Not all of these corpora make an appearance in the analyses in the paper because of differences in size as well as in annotation and segmentation standards. Here we show all of the spoken language corpora we have considered, also as a way of offering full transparency about inclusion criteria.
```{r map, echo=F, fig.height=6,fig.width=12}
languagedata %>%
arrange(lon) %>%
mutate(label = row_number()) %>%
ggplot(aes(lon,lat,colour=family)) +
theme_map() + theme(legend.position="none") +
borders("world",colour=NA,fill="#cccccc") +
coord_cartesian(ylim=c(-55,80),xlim=c(-150,170)) +
geom_point() +
geom_label_repel(aes(label=langshort),size=3,max.overlaps = Inf)
```
# Language overviews
For every language, this report includes a 3-panel overview plot of **A** the timing of turn-taking (for floor transfers only); **B** the duration in relation to transition timing of annotations (this provides a quick way to spot oddities in segmentation data); and **C** tokenised words ranked by frequency (with the top 10 displayed).
Plot axes are not standardized to make visible possible outliers. The figure panels are followed by some samples of conversations, randomly sampled from the larger corpus.

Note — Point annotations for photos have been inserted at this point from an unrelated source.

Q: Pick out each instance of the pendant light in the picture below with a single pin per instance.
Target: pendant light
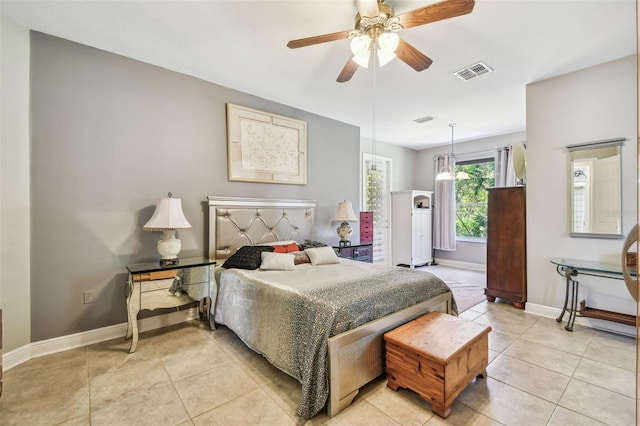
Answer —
(448, 172)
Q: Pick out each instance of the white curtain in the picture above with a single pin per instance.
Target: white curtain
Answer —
(444, 225)
(505, 175)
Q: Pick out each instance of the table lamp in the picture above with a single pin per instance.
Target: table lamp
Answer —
(167, 218)
(345, 215)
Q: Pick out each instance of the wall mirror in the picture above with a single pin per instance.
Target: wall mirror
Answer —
(596, 189)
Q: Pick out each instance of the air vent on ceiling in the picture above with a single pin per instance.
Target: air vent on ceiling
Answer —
(424, 119)
(473, 71)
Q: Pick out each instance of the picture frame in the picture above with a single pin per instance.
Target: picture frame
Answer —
(265, 148)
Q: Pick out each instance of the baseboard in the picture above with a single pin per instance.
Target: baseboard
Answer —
(64, 343)
(551, 312)
(464, 265)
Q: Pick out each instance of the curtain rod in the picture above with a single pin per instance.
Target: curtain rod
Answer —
(480, 154)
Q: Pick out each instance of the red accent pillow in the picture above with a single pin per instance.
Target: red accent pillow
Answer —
(288, 248)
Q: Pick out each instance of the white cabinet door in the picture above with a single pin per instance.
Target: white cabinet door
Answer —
(421, 224)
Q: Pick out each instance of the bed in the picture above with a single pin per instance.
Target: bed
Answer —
(327, 334)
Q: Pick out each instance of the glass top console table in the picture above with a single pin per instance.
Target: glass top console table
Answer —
(570, 269)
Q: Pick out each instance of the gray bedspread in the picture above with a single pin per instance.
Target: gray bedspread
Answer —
(288, 316)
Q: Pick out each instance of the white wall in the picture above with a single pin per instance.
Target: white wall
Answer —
(402, 162)
(15, 268)
(592, 104)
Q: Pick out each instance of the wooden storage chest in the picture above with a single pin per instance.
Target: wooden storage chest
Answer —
(436, 356)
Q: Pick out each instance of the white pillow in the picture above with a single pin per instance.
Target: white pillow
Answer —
(322, 255)
(278, 243)
(277, 261)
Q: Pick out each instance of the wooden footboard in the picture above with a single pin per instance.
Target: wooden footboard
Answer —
(357, 356)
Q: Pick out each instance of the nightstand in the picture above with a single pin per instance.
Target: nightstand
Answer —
(360, 252)
(152, 286)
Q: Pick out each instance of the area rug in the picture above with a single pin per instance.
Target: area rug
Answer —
(467, 285)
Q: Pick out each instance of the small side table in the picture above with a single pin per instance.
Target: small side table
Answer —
(360, 252)
(152, 286)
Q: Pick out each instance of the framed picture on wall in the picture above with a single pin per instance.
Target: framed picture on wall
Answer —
(264, 147)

The remainder of the information comes in tables listing key characteristics of the corpus, including:
* `turns`: number of annotations with timing information in the corpus, which in most corpora corresponds to the number of turns at talk
* `translated`: the proportion of turns for which there is a translation available in English/French/German (on a scale from 0 to 1)

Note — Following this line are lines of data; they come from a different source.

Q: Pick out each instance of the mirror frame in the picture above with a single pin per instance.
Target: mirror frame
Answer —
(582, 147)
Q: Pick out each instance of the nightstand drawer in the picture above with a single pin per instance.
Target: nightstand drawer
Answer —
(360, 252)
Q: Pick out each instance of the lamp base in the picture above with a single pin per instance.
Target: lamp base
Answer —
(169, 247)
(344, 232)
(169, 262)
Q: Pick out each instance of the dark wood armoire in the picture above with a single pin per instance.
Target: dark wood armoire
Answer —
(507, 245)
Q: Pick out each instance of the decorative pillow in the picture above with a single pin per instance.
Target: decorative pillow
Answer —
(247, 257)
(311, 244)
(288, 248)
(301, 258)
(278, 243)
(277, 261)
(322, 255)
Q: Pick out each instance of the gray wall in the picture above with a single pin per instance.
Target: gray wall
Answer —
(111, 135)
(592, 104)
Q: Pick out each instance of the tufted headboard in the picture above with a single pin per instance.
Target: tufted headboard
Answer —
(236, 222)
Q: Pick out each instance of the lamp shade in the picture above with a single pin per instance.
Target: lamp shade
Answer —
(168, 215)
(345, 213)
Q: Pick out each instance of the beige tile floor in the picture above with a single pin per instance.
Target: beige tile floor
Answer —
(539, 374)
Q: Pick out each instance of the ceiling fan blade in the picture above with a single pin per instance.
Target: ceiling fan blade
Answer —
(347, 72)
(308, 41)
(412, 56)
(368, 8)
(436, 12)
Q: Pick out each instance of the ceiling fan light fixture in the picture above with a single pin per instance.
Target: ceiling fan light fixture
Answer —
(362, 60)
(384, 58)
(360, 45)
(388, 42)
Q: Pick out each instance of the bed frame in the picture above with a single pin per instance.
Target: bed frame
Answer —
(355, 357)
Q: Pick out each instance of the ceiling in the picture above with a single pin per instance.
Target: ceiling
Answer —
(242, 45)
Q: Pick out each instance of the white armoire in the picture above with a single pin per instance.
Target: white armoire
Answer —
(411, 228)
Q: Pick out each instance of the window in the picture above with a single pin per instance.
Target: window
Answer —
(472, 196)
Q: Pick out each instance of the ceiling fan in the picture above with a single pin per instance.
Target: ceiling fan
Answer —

* `turnduration`: mean duration of turns in this corpus
* `talkprop`: sum of all annotation durations divided by length of source. If >1, indicates a densely annotated recording with quite some overlap. If <7, indicates less densely annotated recording and possibly untranscribed parts.

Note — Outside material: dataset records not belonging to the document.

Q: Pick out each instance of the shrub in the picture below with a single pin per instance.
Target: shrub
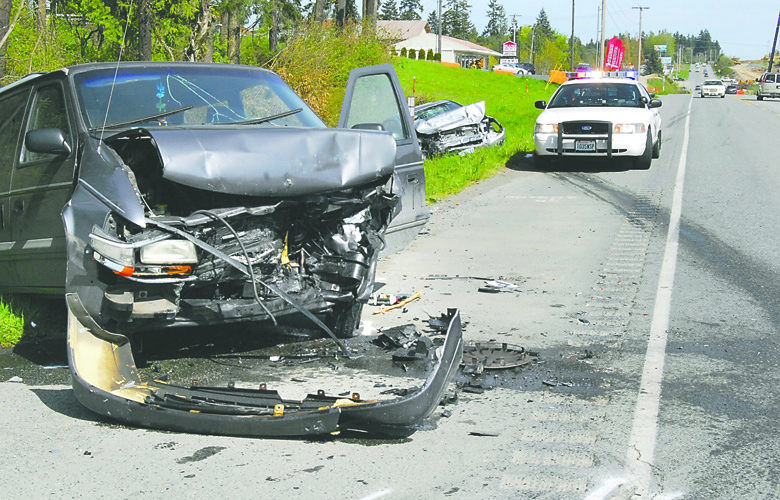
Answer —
(317, 59)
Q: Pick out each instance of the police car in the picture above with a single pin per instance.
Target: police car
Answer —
(593, 117)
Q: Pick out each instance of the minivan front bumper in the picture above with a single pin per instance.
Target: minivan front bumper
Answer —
(106, 380)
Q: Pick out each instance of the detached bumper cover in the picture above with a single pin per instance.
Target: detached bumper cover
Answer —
(106, 381)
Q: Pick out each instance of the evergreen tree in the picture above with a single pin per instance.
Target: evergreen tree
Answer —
(409, 10)
(388, 11)
(652, 62)
(544, 30)
(497, 26)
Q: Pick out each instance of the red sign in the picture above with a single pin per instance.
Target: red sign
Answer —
(613, 57)
(510, 48)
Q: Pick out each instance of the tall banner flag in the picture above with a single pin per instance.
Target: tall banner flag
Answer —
(613, 56)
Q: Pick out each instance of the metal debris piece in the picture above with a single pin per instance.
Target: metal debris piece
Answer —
(483, 434)
(401, 303)
(496, 286)
(494, 356)
(397, 337)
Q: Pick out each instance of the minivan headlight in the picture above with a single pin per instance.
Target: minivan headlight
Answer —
(169, 252)
(546, 128)
(629, 128)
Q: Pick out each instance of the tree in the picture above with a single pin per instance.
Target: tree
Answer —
(388, 11)
(497, 26)
(543, 29)
(652, 63)
(409, 10)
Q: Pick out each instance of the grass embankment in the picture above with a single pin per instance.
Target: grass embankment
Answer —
(11, 324)
(508, 99)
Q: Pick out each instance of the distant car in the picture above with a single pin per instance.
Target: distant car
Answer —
(512, 67)
(768, 86)
(598, 118)
(713, 88)
(446, 126)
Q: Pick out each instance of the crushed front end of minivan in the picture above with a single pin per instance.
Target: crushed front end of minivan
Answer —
(212, 194)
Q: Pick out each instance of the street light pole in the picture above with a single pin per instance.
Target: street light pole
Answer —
(571, 40)
(603, 33)
(639, 58)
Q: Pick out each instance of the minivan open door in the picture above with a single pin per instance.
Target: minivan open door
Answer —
(374, 100)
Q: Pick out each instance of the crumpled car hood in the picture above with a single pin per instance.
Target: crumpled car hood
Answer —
(467, 115)
(245, 160)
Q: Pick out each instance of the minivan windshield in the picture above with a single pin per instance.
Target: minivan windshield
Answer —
(159, 96)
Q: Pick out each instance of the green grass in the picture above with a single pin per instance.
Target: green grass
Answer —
(508, 99)
(669, 87)
(11, 325)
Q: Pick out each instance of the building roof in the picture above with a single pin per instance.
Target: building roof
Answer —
(428, 41)
(402, 30)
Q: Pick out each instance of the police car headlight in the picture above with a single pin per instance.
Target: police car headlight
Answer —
(629, 128)
(546, 128)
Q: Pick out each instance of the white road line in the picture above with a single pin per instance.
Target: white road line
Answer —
(641, 445)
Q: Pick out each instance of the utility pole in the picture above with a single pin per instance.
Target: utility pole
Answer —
(774, 44)
(639, 61)
(571, 40)
(438, 32)
(603, 33)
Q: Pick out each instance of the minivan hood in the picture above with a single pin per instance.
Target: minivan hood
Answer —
(252, 161)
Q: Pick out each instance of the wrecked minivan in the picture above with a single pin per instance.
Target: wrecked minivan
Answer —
(158, 195)
(446, 127)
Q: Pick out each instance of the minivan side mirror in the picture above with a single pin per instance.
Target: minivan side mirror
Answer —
(47, 141)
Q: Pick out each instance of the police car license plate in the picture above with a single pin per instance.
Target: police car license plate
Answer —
(585, 146)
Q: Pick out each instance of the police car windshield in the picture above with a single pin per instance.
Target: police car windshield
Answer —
(593, 93)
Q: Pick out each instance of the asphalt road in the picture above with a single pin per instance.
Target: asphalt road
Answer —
(600, 278)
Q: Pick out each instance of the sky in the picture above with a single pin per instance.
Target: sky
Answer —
(745, 30)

* `people`: total number of distinct participants encountered in all source records for this corpus
* `hours`: total number of hours (counting from the first transcription until the last by source)
* `turns_per_h`: number of turns per hour in this corpus
Following this is a simple table of types of annotations encountered: at least `talk`, but possibly also `laugh` and `breath` (and sometimes `NA`). And finally there is a list of source files along with basic descriptive statistics per source.
```{r generate_reports, include=T,echo=F,error=T}
languages <- sort(unique(d$language))
for (lang in languages) {
summarytext <- paste0('Short name: ',lang,'; glottolog name: ',languagedata[languagedata$language==lang,]$name_gl,'; glottocode: ',languagedata[languagedata$language==lang,]$glottocode,'; family/type: ', languagedata[languagedata$language==lang,]$family,'; macroarea: ', languagedata[languagedata$language==lang,]$Macroarea)
myurl <- languagedata[languagedata$language==lang,]$url
cat("\n")
cat("##", d[d$language==lang,]$langfull[1],"\n") # Create second level headings with language name
cat("\n",summarytext)
cat("\n")
cat("\n")
cat(paste0("URL: ","[",myurl,"](",myurl,")","\n"))
cat("\n")
inspect_corpus(lang=lang)
}
```
# Examples of reasons for exclusion
While every single corpus considered here represents an immensely valuable record of communicative behaviour and linguistic resources used in interaction, differences in annotation standards make not all corpora as useful for all kinds of purposes.
For instance, a corpus might consist of a large amount of transcribed segments that can be useful for purposes relating to automatic speech recognition; but it may be mostly monologic, which makes it harder to use for the analysis of interactional infrastructure. Or a corpus make provide sufficient data to be used for some corpus linguistic analyses of broad grammatical structures, but its annotations may only be roughly aligned with the actual speech signal, making it hard to use for speech recognition or conversation analytical purposes.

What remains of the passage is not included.